James Wild
Main Page: James Wild (Conservative - North West Norfolk)Department Debates - View all James Wild's debates with the HM Treasury
(1 day, 12 hours ago)
Commons ChamberThe Chancellor said,
“National security always comes first”,
but she delayed the helicopter contract for our industrial base and we know that she is blocking the defence investment plan. Labour’s former Defence Secretary and secretary general of NATO, Lord Robertson, said,
“We cannot defend Britain with an ever-expanding welfare budget.”
He is right, so why is the Chancellor failing to grip the benefits bill and invest in our defence?
Those on the Opposition Front Bench have some cheek. The hon. Gentleman is sat next to the hon. Member for Central Devon (Sir Mel Stride), who oversaw the biggest increase in welfare spending on record, with a £33 billion increase in welfare spending in the last year of the Conservative Government. This Government are serious about getting people back into work, while increasing defence investment at the same time to 2.6% of GDP by next April—something the previous Government never managed.

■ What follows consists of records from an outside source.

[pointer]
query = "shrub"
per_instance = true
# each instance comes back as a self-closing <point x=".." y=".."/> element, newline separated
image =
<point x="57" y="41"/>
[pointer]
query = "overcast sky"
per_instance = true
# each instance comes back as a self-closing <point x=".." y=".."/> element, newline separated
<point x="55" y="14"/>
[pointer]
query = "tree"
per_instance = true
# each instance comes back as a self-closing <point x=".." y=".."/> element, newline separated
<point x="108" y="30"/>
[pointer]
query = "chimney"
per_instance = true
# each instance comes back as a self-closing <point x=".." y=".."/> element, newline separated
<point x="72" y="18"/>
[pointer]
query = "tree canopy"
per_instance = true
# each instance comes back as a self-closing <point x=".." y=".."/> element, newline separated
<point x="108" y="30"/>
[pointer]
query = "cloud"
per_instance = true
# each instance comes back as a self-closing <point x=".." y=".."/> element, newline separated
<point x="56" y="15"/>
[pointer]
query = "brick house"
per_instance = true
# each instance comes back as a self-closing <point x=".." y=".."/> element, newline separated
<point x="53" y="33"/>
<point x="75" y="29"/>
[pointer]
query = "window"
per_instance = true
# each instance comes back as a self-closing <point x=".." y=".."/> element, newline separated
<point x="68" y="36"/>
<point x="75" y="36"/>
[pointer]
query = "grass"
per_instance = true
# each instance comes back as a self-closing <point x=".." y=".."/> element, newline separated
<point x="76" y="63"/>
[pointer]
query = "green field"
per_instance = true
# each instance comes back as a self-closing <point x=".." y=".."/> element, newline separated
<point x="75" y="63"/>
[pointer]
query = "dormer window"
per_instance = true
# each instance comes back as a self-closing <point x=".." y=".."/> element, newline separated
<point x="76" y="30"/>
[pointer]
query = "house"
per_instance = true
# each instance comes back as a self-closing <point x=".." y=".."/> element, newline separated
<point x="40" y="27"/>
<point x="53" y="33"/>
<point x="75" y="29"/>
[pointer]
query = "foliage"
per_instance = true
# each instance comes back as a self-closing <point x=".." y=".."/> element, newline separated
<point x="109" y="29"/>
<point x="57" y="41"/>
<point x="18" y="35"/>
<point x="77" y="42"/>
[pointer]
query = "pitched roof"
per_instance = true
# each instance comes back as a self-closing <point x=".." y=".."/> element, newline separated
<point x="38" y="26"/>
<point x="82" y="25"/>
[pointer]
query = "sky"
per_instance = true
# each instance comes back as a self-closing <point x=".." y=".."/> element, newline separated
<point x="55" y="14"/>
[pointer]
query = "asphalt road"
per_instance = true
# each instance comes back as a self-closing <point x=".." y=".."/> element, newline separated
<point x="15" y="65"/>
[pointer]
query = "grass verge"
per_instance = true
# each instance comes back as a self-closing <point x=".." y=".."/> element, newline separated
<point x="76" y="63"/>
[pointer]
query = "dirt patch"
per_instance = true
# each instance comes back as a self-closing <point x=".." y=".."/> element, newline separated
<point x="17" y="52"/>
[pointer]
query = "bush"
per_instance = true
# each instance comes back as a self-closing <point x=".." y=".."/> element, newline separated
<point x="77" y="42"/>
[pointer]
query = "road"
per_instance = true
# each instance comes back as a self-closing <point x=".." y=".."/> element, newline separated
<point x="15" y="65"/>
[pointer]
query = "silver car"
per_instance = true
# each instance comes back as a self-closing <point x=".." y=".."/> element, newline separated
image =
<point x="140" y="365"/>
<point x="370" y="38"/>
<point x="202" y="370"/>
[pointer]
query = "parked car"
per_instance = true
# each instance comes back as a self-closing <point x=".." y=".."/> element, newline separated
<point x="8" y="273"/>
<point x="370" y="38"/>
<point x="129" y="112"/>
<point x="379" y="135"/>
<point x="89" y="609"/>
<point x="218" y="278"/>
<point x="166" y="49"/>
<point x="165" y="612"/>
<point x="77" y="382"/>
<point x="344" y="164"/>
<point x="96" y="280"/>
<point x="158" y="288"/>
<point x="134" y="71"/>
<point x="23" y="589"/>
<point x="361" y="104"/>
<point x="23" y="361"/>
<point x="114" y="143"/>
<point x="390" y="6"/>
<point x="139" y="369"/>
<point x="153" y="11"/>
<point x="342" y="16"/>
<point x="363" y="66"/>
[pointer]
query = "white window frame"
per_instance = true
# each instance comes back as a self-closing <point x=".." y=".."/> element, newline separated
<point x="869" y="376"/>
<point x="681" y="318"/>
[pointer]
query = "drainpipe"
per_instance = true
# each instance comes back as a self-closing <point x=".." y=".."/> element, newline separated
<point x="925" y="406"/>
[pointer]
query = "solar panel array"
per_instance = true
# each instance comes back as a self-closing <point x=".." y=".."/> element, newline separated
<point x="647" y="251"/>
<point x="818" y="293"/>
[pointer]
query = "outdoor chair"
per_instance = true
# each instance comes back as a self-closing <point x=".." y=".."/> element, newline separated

Whereas the Conservatives froze fuel duty for 14 years, Labour is planning to increase it by 5p, costing families £150 a year and hauliers £2,000. When the Chancellor was asked to reverse her hike, she said she was
“loath to spend Government money”
to do so. There is no such thing as Government money; there is only taxpayers’ money. Rather than increase taxes again, will she actually help households and businesses facing higher prices and scrap this fuel hike?
Dan Tomlinson
We on the Labour Benches are fiscally responsible. We will make sure that we continue to get borrowing down in a sustainable way, as we did over the last financial year, when borrowing fell by £20 billion. Whenever the Conservatives have had the chance, they have borrowed more, which pushes up interest rates for families and means that we have to have higher taxes in the long run. That is not the approach that we will take. The plans that the Conservatives set out in their final Budget before they left office would have seen fuel duty increase every single year. Instead, we have frozen it since we took over.